Unconventional monetary policy measures in a world without global currency

2014 
After the Great Depression of the 1930s, a key role in outweighing the biggest financial and economic crisis has played the implementation of unconventional monetary policy measures, being practised as a policy of ultra-cheap money. The need of their implementation in the developed countries is a proof that the standard measures could not provide a way out of the recession into which they have fallen, and there has been brought into question the functioning of the existing system and relations, especially the functioning of national currencies in the role of world money. It is a fact that the standard measures, through the policy of cheap money, have temporarily showed themselves as a proper vehicle for leading a relaxed monetary and fiscal policy in the developed economies, but in the end they have resulted in financial and debt crisis.
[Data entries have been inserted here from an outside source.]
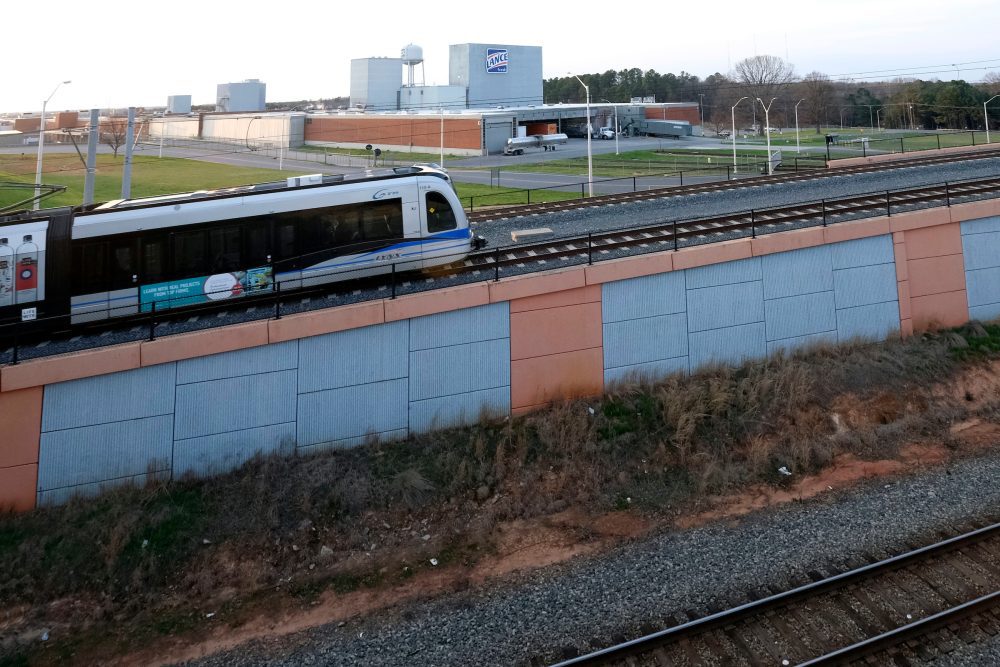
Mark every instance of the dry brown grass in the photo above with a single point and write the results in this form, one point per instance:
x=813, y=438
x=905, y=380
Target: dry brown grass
x=135, y=554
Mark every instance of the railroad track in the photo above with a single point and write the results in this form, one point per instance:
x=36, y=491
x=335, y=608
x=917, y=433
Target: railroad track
x=684, y=233
x=680, y=190
x=906, y=610
x=503, y=261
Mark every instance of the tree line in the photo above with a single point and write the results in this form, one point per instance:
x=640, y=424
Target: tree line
x=822, y=102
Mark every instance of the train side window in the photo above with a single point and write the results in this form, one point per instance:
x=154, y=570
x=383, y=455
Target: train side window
x=123, y=263
x=440, y=216
x=284, y=240
x=153, y=261
x=189, y=254
x=90, y=267
x=348, y=229
x=383, y=221
x=224, y=249
x=255, y=245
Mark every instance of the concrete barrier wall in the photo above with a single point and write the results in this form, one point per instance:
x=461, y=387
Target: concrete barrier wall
x=210, y=414
x=729, y=312
x=205, y=402
x=981, y=250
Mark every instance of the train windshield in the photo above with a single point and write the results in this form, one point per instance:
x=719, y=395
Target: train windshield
x=440, y=216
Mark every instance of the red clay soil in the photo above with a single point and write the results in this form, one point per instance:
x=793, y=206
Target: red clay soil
x=525, y=545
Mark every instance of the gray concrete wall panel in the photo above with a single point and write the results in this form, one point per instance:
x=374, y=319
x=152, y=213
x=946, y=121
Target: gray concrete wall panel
x=725, y=306
x=981, y=248
x=797, y=272
x=798, y=316
x=357, y=356
x=652, y=370
x=65, y=494
x=468, y=325
x=238, y=404
x=727, y=273
x=792, y=344
x=223, y=452
x=457, y=369
x=347, y=415
x=649, y=339
x=876, y=322
x=731, y=345
x=649, y=296
x=251, y=361
x=467, y=408
x=981, y=251
x=865, y=285
x=91, y=454
x=981, y=226
x=862, y=252
x=134, y=394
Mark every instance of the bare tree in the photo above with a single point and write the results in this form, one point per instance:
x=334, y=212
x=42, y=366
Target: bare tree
x=763, y=77
x=991, y=82
x=114, y=132
x=818, y=92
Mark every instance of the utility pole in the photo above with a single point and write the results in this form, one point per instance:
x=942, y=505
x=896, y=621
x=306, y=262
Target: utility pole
x=127, y=168
x=92, y=136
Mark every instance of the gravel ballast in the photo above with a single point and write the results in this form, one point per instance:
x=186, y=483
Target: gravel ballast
x=647, y=581
x=564, y=224
x=709, y=204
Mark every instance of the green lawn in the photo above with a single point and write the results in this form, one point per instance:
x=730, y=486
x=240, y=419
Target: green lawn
x=648, y=163
x=150, y=176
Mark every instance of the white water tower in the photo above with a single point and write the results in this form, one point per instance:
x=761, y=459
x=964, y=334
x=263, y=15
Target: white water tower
x=412, y=56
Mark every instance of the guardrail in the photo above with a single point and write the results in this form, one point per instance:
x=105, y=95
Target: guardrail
x=293, y=294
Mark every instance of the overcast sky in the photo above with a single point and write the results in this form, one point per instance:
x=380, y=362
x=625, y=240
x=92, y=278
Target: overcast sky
x=136, y=54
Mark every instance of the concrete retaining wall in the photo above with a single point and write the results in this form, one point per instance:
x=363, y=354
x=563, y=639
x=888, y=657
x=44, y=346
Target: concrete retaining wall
x=202, y=403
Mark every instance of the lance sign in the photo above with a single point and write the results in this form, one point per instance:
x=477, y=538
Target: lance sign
x=496, y=61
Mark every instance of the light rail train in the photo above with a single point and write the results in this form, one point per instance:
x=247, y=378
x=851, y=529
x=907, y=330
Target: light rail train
x=131, y=256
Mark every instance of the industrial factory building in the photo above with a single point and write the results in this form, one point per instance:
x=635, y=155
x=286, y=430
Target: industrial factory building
x=494, y=93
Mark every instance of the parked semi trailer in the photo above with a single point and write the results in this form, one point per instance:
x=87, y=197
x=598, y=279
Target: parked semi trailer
x=517, y=145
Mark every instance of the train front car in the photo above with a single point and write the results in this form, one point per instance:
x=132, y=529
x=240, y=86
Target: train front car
x=161, y=253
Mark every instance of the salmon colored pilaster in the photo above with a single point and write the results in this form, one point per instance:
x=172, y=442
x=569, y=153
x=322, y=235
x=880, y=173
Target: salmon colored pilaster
x=556, y=347
x=21, y=419
x=930, y=268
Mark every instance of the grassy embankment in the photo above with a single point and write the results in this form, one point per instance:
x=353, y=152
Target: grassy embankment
x=157, y=176
x=136, y=565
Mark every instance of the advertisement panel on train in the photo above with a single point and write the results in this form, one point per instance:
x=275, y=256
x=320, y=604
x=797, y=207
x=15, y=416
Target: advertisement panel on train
x=190, y=291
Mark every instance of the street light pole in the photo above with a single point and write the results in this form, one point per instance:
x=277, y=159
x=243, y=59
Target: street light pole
x=797, y=149
x=590, y=159
x=767, y=128
x=616, y=124
x=41, y=147
x=733, y=135
x=616, y=130
x=986, y=118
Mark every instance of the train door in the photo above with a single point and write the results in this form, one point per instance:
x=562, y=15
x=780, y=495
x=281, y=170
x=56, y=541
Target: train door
x=441, y=231
x=123, y=276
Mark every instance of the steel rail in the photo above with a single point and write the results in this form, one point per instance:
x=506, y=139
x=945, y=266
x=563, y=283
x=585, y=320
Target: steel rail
x=665, y=236
x=714, y=621
x=505, y=212
x=887, y=640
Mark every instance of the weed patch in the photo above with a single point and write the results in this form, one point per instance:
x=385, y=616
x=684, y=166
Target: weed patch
x=346, y=520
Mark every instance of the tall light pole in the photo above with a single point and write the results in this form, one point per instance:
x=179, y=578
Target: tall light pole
x=616, y=125
x=767, y=130
x=590, y=158
x=733, y=135
x=41, y=145
x=797, y=149
x=986, y=118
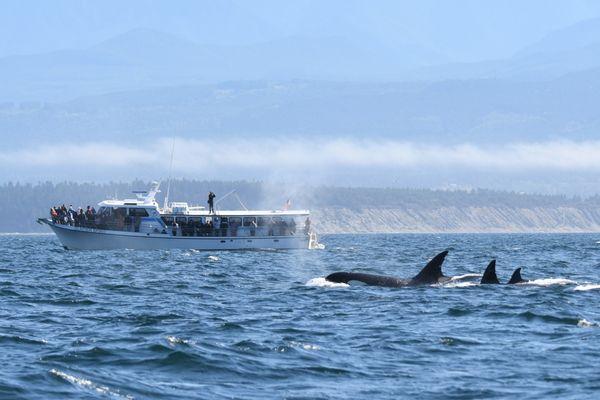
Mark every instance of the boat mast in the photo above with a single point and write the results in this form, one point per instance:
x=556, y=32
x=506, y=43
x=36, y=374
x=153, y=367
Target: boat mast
x=170, y=174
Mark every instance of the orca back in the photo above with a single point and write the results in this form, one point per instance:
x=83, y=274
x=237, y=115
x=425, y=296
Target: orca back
x=489, y=276
x=369, y=279
x=516, y=277
x=432, y=272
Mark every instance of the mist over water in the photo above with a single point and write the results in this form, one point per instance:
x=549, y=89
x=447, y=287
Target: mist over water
x=183, y=324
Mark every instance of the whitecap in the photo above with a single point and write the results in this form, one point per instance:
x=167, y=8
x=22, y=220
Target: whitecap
x=584, y=323
x=549, y=282
x=322, y=282
x=465, y=276
x=586, y=287
x=87, y=384
x=305, y=346
x=459, y=284
x=173, y=340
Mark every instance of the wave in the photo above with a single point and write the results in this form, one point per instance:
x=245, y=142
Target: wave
x=322, y=282
x=458, y=284
x=586, y=287
x=88, y=384
x=465, y=276
x=584, y=323
x=549, y=282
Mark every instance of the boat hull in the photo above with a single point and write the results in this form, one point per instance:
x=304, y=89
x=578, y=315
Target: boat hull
x=94, y=239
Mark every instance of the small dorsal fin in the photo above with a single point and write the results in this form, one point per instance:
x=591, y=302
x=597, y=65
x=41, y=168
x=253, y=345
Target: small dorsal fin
x=432, y=272
x=489, y=276
x=516, y=277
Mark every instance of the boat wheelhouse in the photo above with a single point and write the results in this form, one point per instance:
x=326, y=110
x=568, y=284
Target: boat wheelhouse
x=141, y=224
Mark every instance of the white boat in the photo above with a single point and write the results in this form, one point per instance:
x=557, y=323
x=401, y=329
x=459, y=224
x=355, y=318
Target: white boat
x=141, y=224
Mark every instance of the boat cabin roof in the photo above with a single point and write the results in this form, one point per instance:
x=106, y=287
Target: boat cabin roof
x=201, y=211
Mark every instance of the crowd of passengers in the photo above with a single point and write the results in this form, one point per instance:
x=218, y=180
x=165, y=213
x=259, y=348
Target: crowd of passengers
x=69, y=216
x=228, y=227
x=186, y=227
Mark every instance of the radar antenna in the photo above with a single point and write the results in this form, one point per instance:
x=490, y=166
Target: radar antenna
x=170, y=174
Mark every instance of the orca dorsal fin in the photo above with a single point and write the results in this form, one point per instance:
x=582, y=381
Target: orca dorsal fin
x=516, y=278
x=432, y=272
x=489, y=276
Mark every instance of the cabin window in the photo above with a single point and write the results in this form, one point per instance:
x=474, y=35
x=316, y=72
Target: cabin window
x=263, y=221
x=138, y=212
x=250, y=222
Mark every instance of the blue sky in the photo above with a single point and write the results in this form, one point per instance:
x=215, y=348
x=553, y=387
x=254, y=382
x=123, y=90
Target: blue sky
x=470, y=93
x=462, y=30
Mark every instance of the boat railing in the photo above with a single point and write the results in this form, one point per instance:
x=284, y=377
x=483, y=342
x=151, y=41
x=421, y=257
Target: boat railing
x=187, y=230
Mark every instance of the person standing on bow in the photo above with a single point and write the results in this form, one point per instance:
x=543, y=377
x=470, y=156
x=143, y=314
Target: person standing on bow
x=211, y=202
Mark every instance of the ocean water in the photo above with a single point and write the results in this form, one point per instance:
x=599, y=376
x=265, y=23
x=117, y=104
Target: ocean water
x=265, y=324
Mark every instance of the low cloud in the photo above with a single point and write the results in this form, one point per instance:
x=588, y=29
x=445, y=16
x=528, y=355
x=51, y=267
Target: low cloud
x=196, y=155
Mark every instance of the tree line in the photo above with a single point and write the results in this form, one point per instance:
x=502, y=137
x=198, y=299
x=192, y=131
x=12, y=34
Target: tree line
x=22, y=203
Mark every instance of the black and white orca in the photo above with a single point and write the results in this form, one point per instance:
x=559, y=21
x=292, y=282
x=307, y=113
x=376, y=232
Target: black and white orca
x=490, y=277
x=429, y=275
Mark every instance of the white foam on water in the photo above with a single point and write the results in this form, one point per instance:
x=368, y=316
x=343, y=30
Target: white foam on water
x=87, y=384
x=584, y=323
x=26, y=234
x=465, y=276
x=305, y=346
x=459, y=284
x=322, y=282
x=549, y=282
x=586, y=287
x=173, y=340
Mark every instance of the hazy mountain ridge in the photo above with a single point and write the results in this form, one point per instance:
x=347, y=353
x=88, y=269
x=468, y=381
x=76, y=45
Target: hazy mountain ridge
x=335, y=209
x=451, y=111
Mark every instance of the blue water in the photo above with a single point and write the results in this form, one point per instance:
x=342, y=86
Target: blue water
x=256, y=325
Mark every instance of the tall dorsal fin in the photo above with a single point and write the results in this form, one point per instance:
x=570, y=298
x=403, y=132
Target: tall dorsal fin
x=489, y=276
x=516, y=278
x=432, y=271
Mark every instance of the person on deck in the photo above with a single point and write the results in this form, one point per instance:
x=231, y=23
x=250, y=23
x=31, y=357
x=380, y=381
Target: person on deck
x=211, y=202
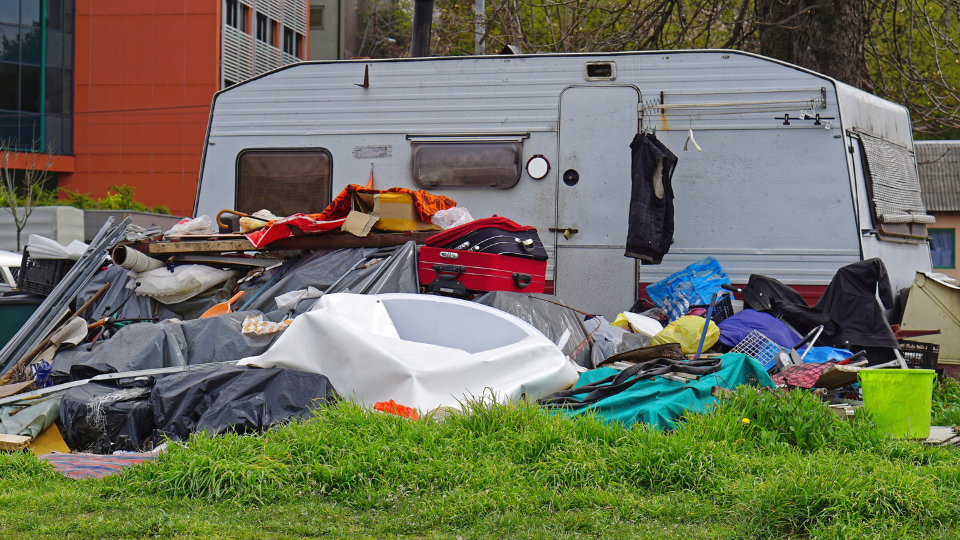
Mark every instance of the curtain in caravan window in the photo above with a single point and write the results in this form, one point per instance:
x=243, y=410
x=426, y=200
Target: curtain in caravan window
x=284, y=181
x=892, y=182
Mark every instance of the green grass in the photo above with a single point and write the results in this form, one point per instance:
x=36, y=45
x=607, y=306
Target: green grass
x=793, y=470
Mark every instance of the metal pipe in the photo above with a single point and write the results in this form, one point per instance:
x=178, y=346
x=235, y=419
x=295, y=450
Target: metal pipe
x=422, y=23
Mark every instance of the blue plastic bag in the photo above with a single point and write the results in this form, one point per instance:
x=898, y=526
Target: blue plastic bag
x=693, y=285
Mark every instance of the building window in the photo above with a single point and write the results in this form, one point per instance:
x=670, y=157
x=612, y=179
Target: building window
x=245, y=19
x=233, y=13
x=286, y=181
x=491, y=165
x=942, y=247
x=262, y=28
x=289, y=44
x=316, y=17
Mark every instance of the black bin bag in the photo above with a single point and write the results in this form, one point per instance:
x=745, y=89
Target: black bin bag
x=236, y=399
x=104, y=418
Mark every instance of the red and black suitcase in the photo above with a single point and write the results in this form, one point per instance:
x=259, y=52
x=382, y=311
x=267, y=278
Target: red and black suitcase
x=495, y=235
x=460, y=273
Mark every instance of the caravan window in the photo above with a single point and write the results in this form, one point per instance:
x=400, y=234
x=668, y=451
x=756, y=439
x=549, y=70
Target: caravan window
x=473, y=164
x=284, y=181
x=893, y=186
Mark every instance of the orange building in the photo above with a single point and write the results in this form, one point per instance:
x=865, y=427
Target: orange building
x=125, y=87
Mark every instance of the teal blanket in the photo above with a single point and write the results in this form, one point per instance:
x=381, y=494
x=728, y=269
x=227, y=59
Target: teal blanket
x=660, y=402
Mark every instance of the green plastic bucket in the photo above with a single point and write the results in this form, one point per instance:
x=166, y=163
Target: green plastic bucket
x=900, y=400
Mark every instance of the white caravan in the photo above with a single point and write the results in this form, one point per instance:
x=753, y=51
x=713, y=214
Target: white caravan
x=798, y=175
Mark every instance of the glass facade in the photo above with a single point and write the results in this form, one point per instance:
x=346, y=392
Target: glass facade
x=36, y=74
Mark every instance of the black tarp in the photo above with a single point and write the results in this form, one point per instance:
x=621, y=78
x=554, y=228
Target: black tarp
x=104, y=417
x=235, y=399
x=851, y=300
x=545, y=313
x=770, y=295
x=169, y=343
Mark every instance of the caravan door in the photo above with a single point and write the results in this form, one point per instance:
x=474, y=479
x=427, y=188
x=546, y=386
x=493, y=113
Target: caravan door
x=597, y=125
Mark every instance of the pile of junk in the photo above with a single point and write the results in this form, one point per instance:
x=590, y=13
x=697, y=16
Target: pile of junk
x=401, y=301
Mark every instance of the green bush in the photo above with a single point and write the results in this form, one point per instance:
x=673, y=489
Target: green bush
x=118, y=198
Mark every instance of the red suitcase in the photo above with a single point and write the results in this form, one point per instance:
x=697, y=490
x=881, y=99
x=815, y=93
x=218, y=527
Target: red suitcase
x=461, y=273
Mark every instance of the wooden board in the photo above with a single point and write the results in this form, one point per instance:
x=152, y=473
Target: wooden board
x=13, y=443
x=317, y=241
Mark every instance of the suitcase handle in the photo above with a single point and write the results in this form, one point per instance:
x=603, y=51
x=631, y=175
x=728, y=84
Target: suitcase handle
x=527, y=246
x=448, y=270
x=522, y=280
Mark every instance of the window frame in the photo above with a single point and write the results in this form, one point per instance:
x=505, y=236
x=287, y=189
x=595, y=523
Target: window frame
x=953, y=242
x=232, y=13
x=304, y=150
x=320, y=10
x=292, y=41
x=262, y=17
x=418, y=142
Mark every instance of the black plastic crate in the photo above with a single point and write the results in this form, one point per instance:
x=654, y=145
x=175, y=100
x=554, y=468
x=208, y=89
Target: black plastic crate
x=721, y=310
x=40, y=276
x=920, y=355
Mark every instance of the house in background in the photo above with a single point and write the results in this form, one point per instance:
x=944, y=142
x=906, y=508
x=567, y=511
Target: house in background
x=938, y=163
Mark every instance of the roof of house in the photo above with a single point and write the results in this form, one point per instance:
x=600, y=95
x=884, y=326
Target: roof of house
x=938, y=164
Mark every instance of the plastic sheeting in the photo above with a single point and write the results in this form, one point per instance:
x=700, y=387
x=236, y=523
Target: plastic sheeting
x=542, y=312
x=169, y=343
x=236, y=399
x=29, y=421
x=661, y=402
x=135, y=307
x=422, y=351
x=104, y=417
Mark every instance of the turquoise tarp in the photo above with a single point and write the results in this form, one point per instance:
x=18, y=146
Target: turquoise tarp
x=661, y=402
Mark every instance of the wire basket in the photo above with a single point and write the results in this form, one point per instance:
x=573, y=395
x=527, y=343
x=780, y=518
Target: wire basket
x=920, y=355
x=40, y=276
x=722, y=309
x=760, y=348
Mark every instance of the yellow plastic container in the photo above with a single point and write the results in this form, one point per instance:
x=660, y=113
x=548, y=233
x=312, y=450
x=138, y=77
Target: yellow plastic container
x=900, y=400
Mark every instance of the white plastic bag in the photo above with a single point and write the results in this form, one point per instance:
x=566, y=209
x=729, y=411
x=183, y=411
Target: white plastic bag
x=451, y=217
x=185, y=282
x=200, y=225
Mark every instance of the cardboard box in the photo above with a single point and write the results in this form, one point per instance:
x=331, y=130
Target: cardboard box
x=394, y=212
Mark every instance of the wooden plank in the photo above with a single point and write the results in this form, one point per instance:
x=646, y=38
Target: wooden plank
x=317, y=241
x=13, y=443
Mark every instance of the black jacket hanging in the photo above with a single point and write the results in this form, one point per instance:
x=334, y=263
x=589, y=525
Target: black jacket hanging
x=851, y=300
x=650, y=228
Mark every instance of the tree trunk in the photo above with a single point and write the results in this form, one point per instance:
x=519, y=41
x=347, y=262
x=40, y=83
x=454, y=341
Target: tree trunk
x=822, y=35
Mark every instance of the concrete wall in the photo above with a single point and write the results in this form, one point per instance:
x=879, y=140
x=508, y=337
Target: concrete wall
x=61, y=223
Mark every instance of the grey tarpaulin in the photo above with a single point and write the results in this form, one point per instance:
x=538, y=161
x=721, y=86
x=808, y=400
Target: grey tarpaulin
x=104, y=417
x=30, y=421
x=235, y=399
x=324, y=268
x=318, y=270
x=542, y=312
x=170, y=343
However, it is a problem that the way out of recession was looked for within the implementation of unconventional monetary policy measures, by which, in fact, there has been increased the level of its relaxation, and thus the danger of future crises too. It is known that the thing which led to crisis cannot help outweigh it. By implementing unconventional measures within the existing International Monetary System, the crisis can only be carried in other countries and it is not solved permanently. For that reason, it is necessary to be created a global currency as a result of which, the national systems will turn themselves back to the implementation of conventional measures, with no possibilities for carrying the national economic problems into other countries.